Edito Service (p. 3-15).

1

De toutes les aventures que je vais vous raconter et que je ne sais par quel bout prendre, la faute en revient indéniablement à mon ami Charley Furuseth. Et voici comment.

Il possédait un cottage, de l’autre côté de la baie de San Francisco, à l’ombre du mont Tamalpais. Mais, au lieu de l’occuper durant les mois d’été, il préférait résider dans l’atmosphère étouffante et poussiéreuse de la ville, et y suer depuis le matin jusqu’au soir.

L’hiver, au contraire, il s’y installait pour lire en paix Nietzsche et Schopenhauer.

J’avais pris l’habitude d’aller l’y rejoindre, le samedi après-midi, pour demeurer en sa compagnie jusqu’au lundi.

Et voilà pourquoi un certain lundi matin de janvier, je me trouvai à bord du ferry-boat Martinez, un excellent navire, tout neuf, qui effectuait, pour la quatrième ou cinquième fois, la navette entre San Francisco et Sausalito.

Un épais brouillard couvrait toute la baie ; et en ma qualité de terrien, je n’étais pas très rassuré.

En proie à un vague malaise, je quittai le salon commun et gagnai le pont supérieur, où j’allai m’installer en dessous de la passerelle, et je me pris à philosopher sur cette brume mystérieuse qui m’enveloppait.

Un vent frais me soufflait au visage et j’étais là, seul, dans l’obscurité humide. Pas complètement seul, car dans la cabine vitrée qui était au-dessus de ma tête, je sentais confusément la présence du pilote et du capitaine, qui se tenait, sans doute, près de lui.

J’admirais l’avantage que procure, dans la vie sociale, la spécialisation du travail humain. Ainsi, je pouvais, sans rien connaître moi-même au brouillard, aux vents et aux marées, m’en aller en toute sécurité rendre visite, chaque semaine, à mon ami.

De mon côté, je pouvais, n’étant pas distrait par ces diverses contingences, me consacrer à d’autres études plus spéculatives. Par exemple, analyser l’influence d’Edgard Poe sur la littérature américaine. Un essai sur ce sujet, signé de moi, venait justement de paraître dans le numéro courant de la revue l’Atlantic.

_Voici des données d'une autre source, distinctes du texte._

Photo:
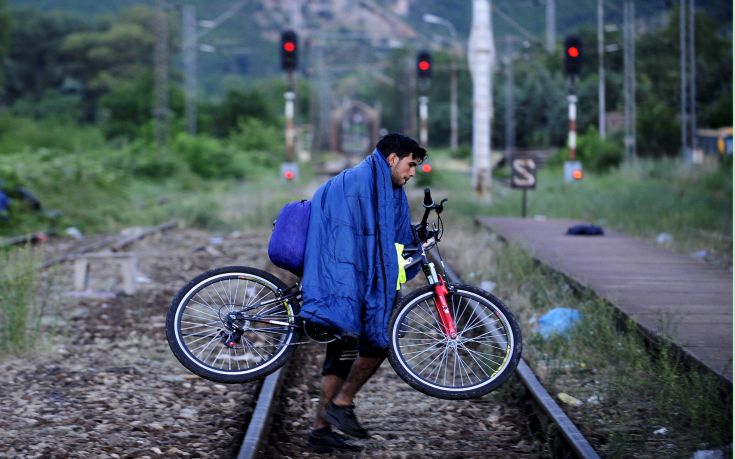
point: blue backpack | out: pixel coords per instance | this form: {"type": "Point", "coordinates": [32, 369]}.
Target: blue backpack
{"type": "Point", "coordinates": [288, 240]}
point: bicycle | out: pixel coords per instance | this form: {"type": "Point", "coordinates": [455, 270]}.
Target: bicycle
{"type": "Point", "coordinates": [236, 324]}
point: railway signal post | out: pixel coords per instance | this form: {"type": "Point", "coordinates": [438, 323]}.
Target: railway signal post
{"type": "Point", "coordinates": [289, 63]}
{"type": "Point", "coordinates": [572, 67]}
{"type": "Point", "coordinates": [423, 71]}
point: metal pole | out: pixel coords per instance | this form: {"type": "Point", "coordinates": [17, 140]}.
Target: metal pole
{"type": "Point", "coordinates": [601, 71]}
{"type": "Point", "coordinates": [629, 79]}
{"type": "Point", "coordinates": [189, 46]}
{"type": "Point", "coordinates": [290, 131]}
{"type": "Point", "coordinates": [160, 62]}
{"type": "Point", "coordinates": [510, 128]}
{"type": "Point", "coordinates": [683, 75]}
{"type": "Point", "coordinates": [693, 78]}
{"type": "Point", "coordinates": [634, 143]}
{"type": "Point", "coordinates": [453, 112]}
{"type": "Point", "coordinates": [481, 55]}
{"type": "Point", "coordinates": [424, 120]}
{"type": "Point", "coordinates": [550, 26]}
{"type": "Point", "coordinates": [523, 207]}
{"type": "Point", "coordinates": [572, 140]}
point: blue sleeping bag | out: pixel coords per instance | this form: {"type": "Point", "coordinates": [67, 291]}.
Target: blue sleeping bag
{"type": "Point", "coordinates": [350, 266]}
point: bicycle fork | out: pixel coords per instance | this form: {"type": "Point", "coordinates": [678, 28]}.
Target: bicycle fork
{"type": "Point", "coordinates": [440, 300]}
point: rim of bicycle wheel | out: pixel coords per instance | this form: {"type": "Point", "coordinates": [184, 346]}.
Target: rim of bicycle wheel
{"type": "Point", "coordinates": [428, 356]}
{"type": "Point", "coordinates": [205, 349]}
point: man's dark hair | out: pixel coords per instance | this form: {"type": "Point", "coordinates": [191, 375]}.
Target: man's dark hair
{"type": "Point", "coordinates": [401, 145]}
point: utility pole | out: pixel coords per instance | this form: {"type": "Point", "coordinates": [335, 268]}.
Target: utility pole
{"type": "Point", "coordinates": [601, 128]}
{"type": "Point", "coordinates": [160, 63]}
{"type": "Point", "coordinates": [550, 25]}
{"type": "Point", "coordinates": [189, 48]}
{"type": "Point", "coordinates": [481, 49]}
{"type": "Point", "coordinates": [454, 50]}
{"type": "Point", "coordinates": [510, 128]}
{"type": "Point", "coordinates": [692, 78]}
{"type": "Point", "coordinates": [629, 78]}
{"type": "Point", "coordinates": [683, 78]}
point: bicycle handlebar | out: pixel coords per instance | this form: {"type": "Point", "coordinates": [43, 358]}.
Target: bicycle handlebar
{"type": "Point", "coordinates": [429, 205]}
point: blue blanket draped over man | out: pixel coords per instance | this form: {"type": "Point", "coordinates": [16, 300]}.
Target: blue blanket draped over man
{"type": "Point", "coordinates": [350, 266]}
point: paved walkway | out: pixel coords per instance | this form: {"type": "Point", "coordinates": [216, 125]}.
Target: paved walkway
{"type": "Point", "coordinates": [662, 291]}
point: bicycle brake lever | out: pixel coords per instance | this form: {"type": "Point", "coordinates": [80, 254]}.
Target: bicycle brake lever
{"type": "Point", "coordinates": [440, 206]}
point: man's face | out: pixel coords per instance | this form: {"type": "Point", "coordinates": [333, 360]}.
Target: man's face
{"type": "Point", "coordinates": [401, 169]}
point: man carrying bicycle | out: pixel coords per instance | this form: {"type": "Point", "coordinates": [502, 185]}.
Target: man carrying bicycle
{"type": "Point", "coordinates": [350, 276]}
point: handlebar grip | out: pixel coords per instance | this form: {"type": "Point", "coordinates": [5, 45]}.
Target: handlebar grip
{"type": "Point", "coordinates": [428, 200]}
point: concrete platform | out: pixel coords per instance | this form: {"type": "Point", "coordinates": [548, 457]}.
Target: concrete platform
{"type": "Point", "coordinates": [666, 293]}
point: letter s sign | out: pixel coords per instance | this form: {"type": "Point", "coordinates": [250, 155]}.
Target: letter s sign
{"type": "Point", "coordinates": [524, 173]}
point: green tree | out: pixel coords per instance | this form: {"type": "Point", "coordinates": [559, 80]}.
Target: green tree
{"type": "Point", "coordinates": [4, 29]}
{"type": "Point", "coordinates": [35, 64]}
{"type": "Point", "coordinates": [119, 52]}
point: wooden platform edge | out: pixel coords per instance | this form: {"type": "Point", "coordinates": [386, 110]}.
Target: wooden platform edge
{"type": "Point", "coordinates": [651, 336]}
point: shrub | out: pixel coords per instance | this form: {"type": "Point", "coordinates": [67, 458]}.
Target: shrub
{"type": "Point", "coordinates": [23, 134]}
{"type": "Point", "coordinates": [262, 144]}
{"type": "Point", "coordinates": [595, 154]}
{"type": "Point", "coordinates": [208, 157]}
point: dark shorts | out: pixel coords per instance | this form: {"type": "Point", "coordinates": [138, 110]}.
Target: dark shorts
{"type": "Point", "coordinates": [342, 353]}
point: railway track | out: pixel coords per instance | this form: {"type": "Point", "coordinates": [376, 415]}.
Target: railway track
{"type": "Point", "coordinates": [519, 420]}
{"type": "Point", "coordinates": [106, 384]}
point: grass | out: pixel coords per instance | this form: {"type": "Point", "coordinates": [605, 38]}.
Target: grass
{"type": "Point", "coordinates": [642, 199]}
{"type": "Point", "coordinates": [628, 388]}
{"type": "Point", "coordinates": [23, 300]}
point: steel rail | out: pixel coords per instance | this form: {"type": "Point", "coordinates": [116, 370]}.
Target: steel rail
{"type": "Point", "coordinates": [571, 434]}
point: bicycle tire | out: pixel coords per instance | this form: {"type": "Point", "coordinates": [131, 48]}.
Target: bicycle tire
{"type": "Point", "coordinates": [486, 352]}
{"type": "Point", "coordinates": [196, 326]}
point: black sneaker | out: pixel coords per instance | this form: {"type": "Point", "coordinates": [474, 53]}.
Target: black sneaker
{"type": "Point", "coordinates": [343, 418]}
{"type": "Point", "coordinates": [325, 440]}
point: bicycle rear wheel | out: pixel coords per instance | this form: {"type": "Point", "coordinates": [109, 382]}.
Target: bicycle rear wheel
{"type": "Point", "coordinates": [228, 325]}
{"type": "Point", "coordinates": [484, 354]}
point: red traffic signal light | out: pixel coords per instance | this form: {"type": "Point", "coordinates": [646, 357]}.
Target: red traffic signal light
{"type": "Point", "coordinates": [423, 64]}
{"type": "Point", "coordinates": [572, 55]}
{"type": "Point", "coordinates": [289, 50]}
{"type": "Point", "coordinates": [289, 172]}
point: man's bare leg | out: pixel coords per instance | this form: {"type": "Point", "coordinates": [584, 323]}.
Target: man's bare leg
{"type": "Point", "coordinates": [330, 386]}
{"type": "Point", "coordinates": [361, 371]}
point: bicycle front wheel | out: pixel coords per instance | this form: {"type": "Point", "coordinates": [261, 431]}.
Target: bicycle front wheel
{"type": "Point", "coordinates": [482, 356]}
{"type": "Point", "coordinates": [228, 325]}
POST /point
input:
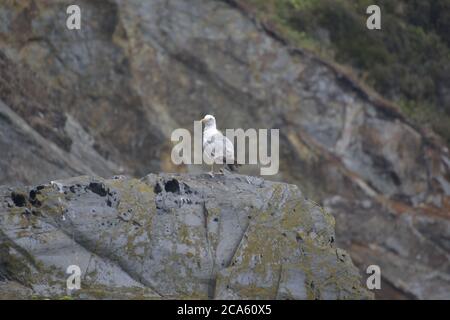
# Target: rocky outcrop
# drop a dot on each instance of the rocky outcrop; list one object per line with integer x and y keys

Lors de mon embarquement, j’avais, en entrant dans le salon des voyageurs, avidement observé un gros monsieur qui lisait ladite revue, ouverte à la page même de cet article. Et là encore, la division du travail opérait. C’était le savoir spécialisé du pilote et du capitaine qui permettait au gros monsieur, alors qu’on le transportait sain et sauf de Sausalito à San Francisco, de profiter de ma connaissance particulière d’Edgar Poe.

Un homme à la trogne rouge fit claquer une porte derrière lui et s’avança sur le pont en clopinant ; cette intervention interrompit mes réflexions, au moment où je me préparais à jeter sur mon calepin quelques notes, relatives à un autre article, intitulé : La Liberté de l’Art, que je méditais d’écrire prochainement. C’était un plaidoyer bien senti, en faveur des artistes.

L’homme tourna les yeux vers la passerelle, scruta le brouillard ambiant, traversa le pont, puis, toujours clopinant (il avait, je pense, des jambes artificielles), il vint se planter devant moi, les genoux écartés.

Je ne me trompais certainement pas : il s’agissait à coup sûr d’un marin de profession.

— Avec des saletés de temps comme ça on grisonne avant l’âge. Notre pilote en sait quelque chose, fit-il avec un mouvement de tête en direction de la passerelle.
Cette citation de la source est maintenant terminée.